PCA Image Processing

 

This article describes the analysis for a specific type of experiment, in which a sequence of images is acquired at regular steps in energy. The resulting data are effectively an image where each pixel within the image contains a spectrum from which spatially resolved quantitative information can be extracted. The advantages for such an experiment are:

  1. Given pulse counted images, the resulting images are suitable for proper quantification.
  2. Chemical state images are possible.
  3. Background subtraction is performed in analogous fashion to normal quantification of spectra. Image artefacts due to background variation are removed.
  4. Statistical techniques can be applied to the data set as a whole to offer alternative views of the data and enhance the signal-to-noise in resulting images.
  5. The background information can be used to offer layer information in image format.

 

Experiment (Kratos Vision 2.x)

 

The Acquisition Manager in Vision 2.x offers a means of defining a sequence of images, each image acquired at regular steps in energy. The mechanism by which the set of acquisition regions is defined is facilitated by use of the Interpolate option available for acquisition regions when in Imaging Mode. The procedure is as follows:

  1. Switch the menu to Imaging Mode. When in imaging mode a panel below the Regions Definition table will be visible offering a text-field for entering an increment and a button labelled Interpolate.
  2. In the Regions Table enter two acquisition regions. The first region represents the start energy for the sequence of images and the second region defines the end energy for the last image in the sequence.

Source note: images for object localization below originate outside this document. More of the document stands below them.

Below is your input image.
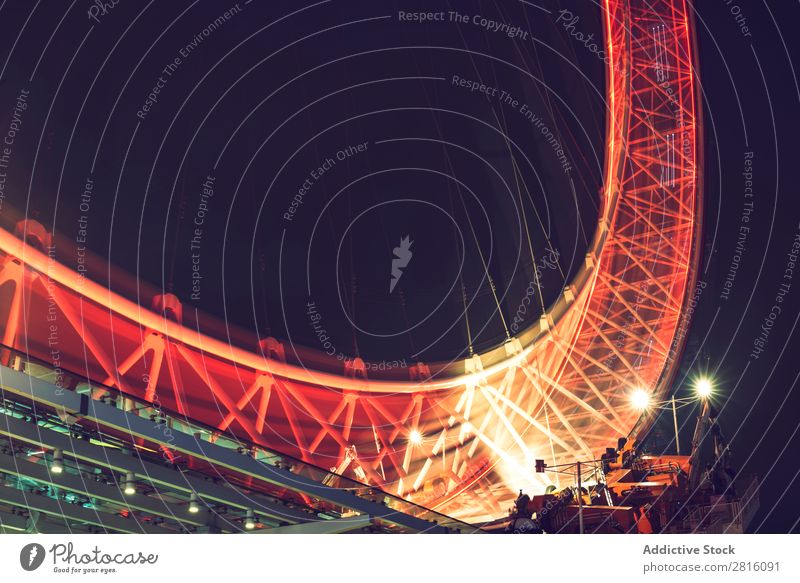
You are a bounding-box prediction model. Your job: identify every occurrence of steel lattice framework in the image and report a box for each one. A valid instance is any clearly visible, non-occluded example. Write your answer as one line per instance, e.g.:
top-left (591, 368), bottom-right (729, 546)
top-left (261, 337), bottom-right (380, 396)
top-left (0, 0), bottom-right (700, 522)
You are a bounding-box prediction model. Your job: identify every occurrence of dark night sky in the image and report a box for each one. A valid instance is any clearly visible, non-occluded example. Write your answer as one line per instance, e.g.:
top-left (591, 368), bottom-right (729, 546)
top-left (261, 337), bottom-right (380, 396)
top-left (0, 0), bottom-right (605, 365)
top-left (658, 2), bottom-right (800, 534)
top-left (0, 1), bottom-right (797, 532)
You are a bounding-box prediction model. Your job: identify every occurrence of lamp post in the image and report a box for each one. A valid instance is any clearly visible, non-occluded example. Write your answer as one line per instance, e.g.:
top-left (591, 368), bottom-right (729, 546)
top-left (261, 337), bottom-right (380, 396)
top-left (535, 458), bottom-right (587, 534)
top-left (576, 460), bottom-right (583, 535)
top-left (672, 396), bottom-right (681, 455)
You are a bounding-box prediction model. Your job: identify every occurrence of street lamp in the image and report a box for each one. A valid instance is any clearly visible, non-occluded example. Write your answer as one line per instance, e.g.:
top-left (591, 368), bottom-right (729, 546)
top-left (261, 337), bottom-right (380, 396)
top-left (696, 377), bottom-right (713, 399)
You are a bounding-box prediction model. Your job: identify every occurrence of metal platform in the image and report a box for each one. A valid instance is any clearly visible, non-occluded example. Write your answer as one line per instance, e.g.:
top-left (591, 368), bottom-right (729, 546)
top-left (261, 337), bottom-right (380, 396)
top-left (0, 351), bottom-right (476, 534)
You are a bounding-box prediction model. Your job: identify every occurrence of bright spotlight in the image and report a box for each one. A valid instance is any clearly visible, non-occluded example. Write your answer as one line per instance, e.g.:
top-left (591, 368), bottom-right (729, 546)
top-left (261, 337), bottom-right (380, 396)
top-left (408, 430), bottom-right (423, 445)
top-left (631, 389), bottom-right (650, 410)
top-left (696, 378), bottom-right (713, 399)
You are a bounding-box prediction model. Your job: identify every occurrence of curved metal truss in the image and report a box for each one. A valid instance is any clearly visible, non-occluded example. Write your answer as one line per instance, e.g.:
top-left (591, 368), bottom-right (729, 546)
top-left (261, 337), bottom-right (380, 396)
top-left (0, 0), bottom-right (700, 522)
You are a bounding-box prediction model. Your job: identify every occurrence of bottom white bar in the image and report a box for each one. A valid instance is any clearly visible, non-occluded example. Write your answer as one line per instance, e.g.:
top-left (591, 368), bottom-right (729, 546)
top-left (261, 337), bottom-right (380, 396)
top-left (1, 534), bottom-right (797, 582)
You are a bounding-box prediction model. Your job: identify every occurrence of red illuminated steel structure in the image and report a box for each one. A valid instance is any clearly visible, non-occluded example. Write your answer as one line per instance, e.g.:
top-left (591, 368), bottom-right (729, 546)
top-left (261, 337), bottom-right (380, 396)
top-left (0, 0), bottom-right (701, 522)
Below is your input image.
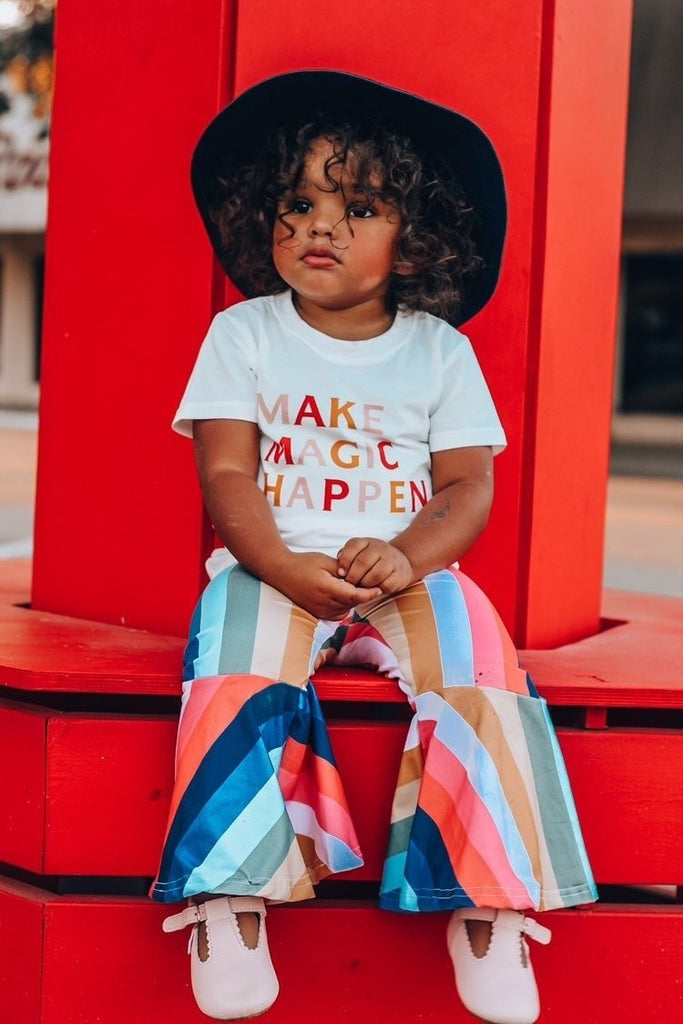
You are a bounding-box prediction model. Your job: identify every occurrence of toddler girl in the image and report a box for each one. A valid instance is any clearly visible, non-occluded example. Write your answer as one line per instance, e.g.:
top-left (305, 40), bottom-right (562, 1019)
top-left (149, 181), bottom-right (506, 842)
top-left (152, 71), bottom-right (596, 1024)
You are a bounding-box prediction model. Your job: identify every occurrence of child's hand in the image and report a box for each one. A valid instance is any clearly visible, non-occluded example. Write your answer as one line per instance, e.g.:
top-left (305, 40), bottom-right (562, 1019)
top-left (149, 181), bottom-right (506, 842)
top-left (336, 538), bottom-right (413, 594)
top-left (271, 551), bottom-right (383, 621)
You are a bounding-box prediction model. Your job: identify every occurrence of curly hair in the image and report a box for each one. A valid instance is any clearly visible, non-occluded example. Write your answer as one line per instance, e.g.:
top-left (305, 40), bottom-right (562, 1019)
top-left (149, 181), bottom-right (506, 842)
top-left (208, 118), bottom-right (482, 323)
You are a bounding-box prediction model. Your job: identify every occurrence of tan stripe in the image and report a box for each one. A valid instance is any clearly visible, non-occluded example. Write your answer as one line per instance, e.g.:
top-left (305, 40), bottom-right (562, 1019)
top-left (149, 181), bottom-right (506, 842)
top-left (293, 833), bottom-right (333, 885)
top-left (279, 601), bottom-right (319, 685)
top-left (442, 687), bottom-right (544, 890)
top-left (249, 582), bottom-right (316, 686)
top-left (249, 582), bottom-right (291, 679)
top-left (390, 776), bottom-right (421, 825)
top-left (485, 689), bottom-right (560, 906)
top-left (395, 744), bottom-right (424, 788)
top-left (363, 594), bottom-right (415, 688)
top-left (312, 644), bottom-right (337, 672)
top-left (366, 582), bottom-right (442, 697)
top-left (260, 837), bottom-right (316, 902)
top-left (394, 583), bottom-right (445, 696)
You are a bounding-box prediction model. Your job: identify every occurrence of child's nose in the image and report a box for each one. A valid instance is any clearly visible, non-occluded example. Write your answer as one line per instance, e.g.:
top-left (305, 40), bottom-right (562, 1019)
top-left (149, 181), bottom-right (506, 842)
top-left (310, 220), bottom-right (333, 237)
top-left (309, 206), bottom-right (337, 237)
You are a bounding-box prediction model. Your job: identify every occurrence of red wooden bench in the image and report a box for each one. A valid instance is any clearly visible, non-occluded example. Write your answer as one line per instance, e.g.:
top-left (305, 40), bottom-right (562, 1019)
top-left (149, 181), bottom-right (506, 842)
top-left (2, 1), bottom-right (681, 1022)
top-left (1, 560), bottom-right (681, 1022)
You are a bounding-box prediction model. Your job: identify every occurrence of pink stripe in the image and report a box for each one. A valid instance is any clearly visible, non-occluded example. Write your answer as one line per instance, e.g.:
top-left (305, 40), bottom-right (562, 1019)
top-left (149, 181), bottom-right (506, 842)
top-left (334, 635), bottom-right (398, 674)
top-left (452, 569), bottom-right (509, 691)
top-left (421, 726), bottom-right (531, 898)
top-left (176, 675), bottom-right (225, 762)
top-left (282, 783), bottom-right (360, 849)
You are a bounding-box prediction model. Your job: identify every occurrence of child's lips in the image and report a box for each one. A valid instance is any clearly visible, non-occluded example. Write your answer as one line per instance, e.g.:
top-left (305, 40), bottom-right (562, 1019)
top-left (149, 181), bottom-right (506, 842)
top-left (301, 248), bottom-right (341, 268)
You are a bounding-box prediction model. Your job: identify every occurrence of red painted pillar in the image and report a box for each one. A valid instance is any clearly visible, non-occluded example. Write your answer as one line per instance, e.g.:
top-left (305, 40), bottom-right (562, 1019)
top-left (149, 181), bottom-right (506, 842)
top-left (32, 0), bottom-right (632, 646)
top-left (32, 0), bottom-right (237, 634)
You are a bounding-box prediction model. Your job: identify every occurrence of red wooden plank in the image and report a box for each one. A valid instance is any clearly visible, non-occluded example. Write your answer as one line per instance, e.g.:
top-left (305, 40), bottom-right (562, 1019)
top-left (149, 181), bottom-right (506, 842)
top-left (520, 590), bottom-right (683, 708)
top-left (31, 0), bottom-right (237, 635)
top-left (519, 0), bottom-right (632, 646)
top-left (1, 562), bottom-right (682, 708)
top-left (0, 699), bottom-right (48, 873)
top-left (3, 698), bottom-right (680, 884)
top-left (0, 877), bottom-right (46, 1024)
top-left (582, 707), bottom-right (609, 729)
top-left (2, 880), bottom-right (679, 1024)
top-left (558, 730), bottom-right (683, 885)
top-left (529, 904), bottom-right (683, 1022)
top-left (44, 716), bottom-right (177, 876)
top-left (0, 599), bottom-right (184, 693)
top-left (330, 723), bottom-right (405, 881)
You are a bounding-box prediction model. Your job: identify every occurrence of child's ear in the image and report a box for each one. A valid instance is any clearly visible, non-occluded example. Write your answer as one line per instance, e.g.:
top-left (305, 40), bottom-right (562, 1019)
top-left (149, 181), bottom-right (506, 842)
top-left (393, 260), bottom-right (416, 277)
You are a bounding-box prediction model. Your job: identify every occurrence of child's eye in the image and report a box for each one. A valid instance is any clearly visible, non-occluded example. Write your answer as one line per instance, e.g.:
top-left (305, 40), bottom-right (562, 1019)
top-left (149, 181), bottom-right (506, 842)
top-left (347, 205), bottom-right (375, 219)
top-left (291, 198), bottom-right (312, 215)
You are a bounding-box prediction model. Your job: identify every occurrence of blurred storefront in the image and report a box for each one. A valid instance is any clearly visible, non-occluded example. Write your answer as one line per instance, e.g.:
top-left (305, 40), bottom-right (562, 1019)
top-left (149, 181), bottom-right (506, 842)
top-left (613, 0), bottom-right (682, 473)
top-left (0, 1), bottom-right (51, 408)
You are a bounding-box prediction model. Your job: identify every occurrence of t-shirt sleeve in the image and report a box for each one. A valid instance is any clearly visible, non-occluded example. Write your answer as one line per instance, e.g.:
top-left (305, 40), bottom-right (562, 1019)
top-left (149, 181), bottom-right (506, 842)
top-left (172, 311), bottom-right (258, 437)
top-left (429, 334), bottom-right (507, 455)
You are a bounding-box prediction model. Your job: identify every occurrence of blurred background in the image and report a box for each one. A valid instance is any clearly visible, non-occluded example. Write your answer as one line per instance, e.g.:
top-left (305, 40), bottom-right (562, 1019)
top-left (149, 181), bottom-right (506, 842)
top-left (0, 0), bottom-right (680, 598)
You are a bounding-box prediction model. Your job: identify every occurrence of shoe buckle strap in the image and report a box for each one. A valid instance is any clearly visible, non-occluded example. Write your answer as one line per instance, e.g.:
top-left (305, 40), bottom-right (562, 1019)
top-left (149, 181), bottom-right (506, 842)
top-left (227, 896), bottom-right (267, 917)
top-left (521, 916), bottom-right (552, 945)
top-left (162, 902), bottom-right (207, 933)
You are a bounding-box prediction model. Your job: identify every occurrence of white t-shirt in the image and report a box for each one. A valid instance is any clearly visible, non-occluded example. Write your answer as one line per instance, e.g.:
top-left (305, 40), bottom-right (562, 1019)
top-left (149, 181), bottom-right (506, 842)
top-left (174, 291), bottom-right (506, 567)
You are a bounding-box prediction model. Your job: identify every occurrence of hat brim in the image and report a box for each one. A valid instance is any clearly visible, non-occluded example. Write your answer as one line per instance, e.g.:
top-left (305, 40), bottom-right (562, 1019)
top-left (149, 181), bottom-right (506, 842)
top-left (191, 70), bottom-right (506, 326)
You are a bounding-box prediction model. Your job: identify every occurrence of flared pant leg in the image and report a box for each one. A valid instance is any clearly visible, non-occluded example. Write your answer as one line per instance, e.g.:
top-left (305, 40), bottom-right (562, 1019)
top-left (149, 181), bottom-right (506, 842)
top-left (328, 567), bottom-right (597, 913)
top-left (150, 564), bottom-right (363, 904)
top-left (152, 562), bottom-right (596, 915)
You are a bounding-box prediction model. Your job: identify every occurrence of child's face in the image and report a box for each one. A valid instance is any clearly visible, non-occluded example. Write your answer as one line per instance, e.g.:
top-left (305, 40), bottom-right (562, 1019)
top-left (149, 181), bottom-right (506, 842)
top-left (272, 138), bottom-right (402, 322)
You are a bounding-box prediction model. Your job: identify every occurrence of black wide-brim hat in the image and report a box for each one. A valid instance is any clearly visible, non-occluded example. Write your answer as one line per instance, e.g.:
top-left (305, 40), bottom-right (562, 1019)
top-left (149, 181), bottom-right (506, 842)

Ensure these two regions are entered with identical acquisition times.
  3. Ensure the high-light marker is over the second of the two regions and enter the desired energy interval into the text-field labelled Increment; then press the Interpolate button.

 

The result of these steps is a set of acquisition regions in the Region Table. There is a limit on the number of images defined in this fashion (about 200); if more images are required, then a second acquisition object will need to be defined and entered into the Vision Manager flow chart.

 

Processing the Image Set

 

The signal enhancing steps help to reveal the true information within the image set. These enhancements are achieved using PCA and PCA related algorithms to partition the useful information from the noise and therefore create a set of images with reduced noise content. Figure 1 shows a set of images before and after processing using PCA. The two images in the first column are displayed after PCA has been applied, while the second column contains the same two images before processing.

 

There are two ways to approach enhancing a set of energy stepped images. The PCA procedure can be applied in either the spatial domain (that is, treating each image as vector) or, with the help of SVD Sort, in the energy domain, where the raw images are converted to spectra and the spectra are treated as the vectors. The data shown in Figure 1 has been processed in the spatial domain, however in general, applying the noise partitioning in the energy domain offers a greater opportunity to suppress the noise in the set of data.

 

 

 

Figure 1

 

 

SVD Sort and PCA Noise Reduction

 

The following is a description of how to reduce the noise in a data set using the energy domain. The steps described below are intended to provide an understanding for the method as well as the mechanics of performing the analysis. Once a dataset has been assessed, the all-in-one buttons under the TFA Predict section greatly reduce the sequence of steps required for an analysis. See the section detailing the Image Processing dialog window.

 

The starting point for an analysis is a set of images as shown in the second column in Figure 1. These images represent a sweep of energies (kinetic energy appears as the experimental variable in the right-hand-side of the Experiment Frame), where in this case the step size is 0.5 eV. From these images, the data are converted to an equivalent set of spatially resolved spectra, from which a single image will be created, where the intensity at each pixel is determined by integrating the signal between a background and the signal defined on each and every pixel in the image. In this example, the advantage of performing this type of experiment is that the final image is without artefacts due to sample charging (albeit small shifts in energy) and the computed intensity will be unaffected by variations in the background itself.

 

The processing steps are as follows:

  1. Convert the images to an equivalent set of spectra. Overlay the set of raw images in the Active Display Tile. Click on the Active Tile to enable the toolbar buttons and select the Image Processing dialog window (Figure 2) from the Options menu.

 

 

  1. Press the button labelled Convert Images to Spectra on the Image Processing property page. The images in the Active Tile must all correspond to regular energy increments. Given that the images do correspond to a sequence of regular energy intervals, a new Experiment Frame is created containing a column of VAMAS blocks, one for each row in the original image, where each VAMAS block contains a spectrum for each column in the original image. Figure 3 shows the spectra from the 61st column (index starts at zero) overlaid in the Active Tile. To move through the columns of spectra, use the Control Key and the Page Up/Page Down/Home/End keyboard buttons.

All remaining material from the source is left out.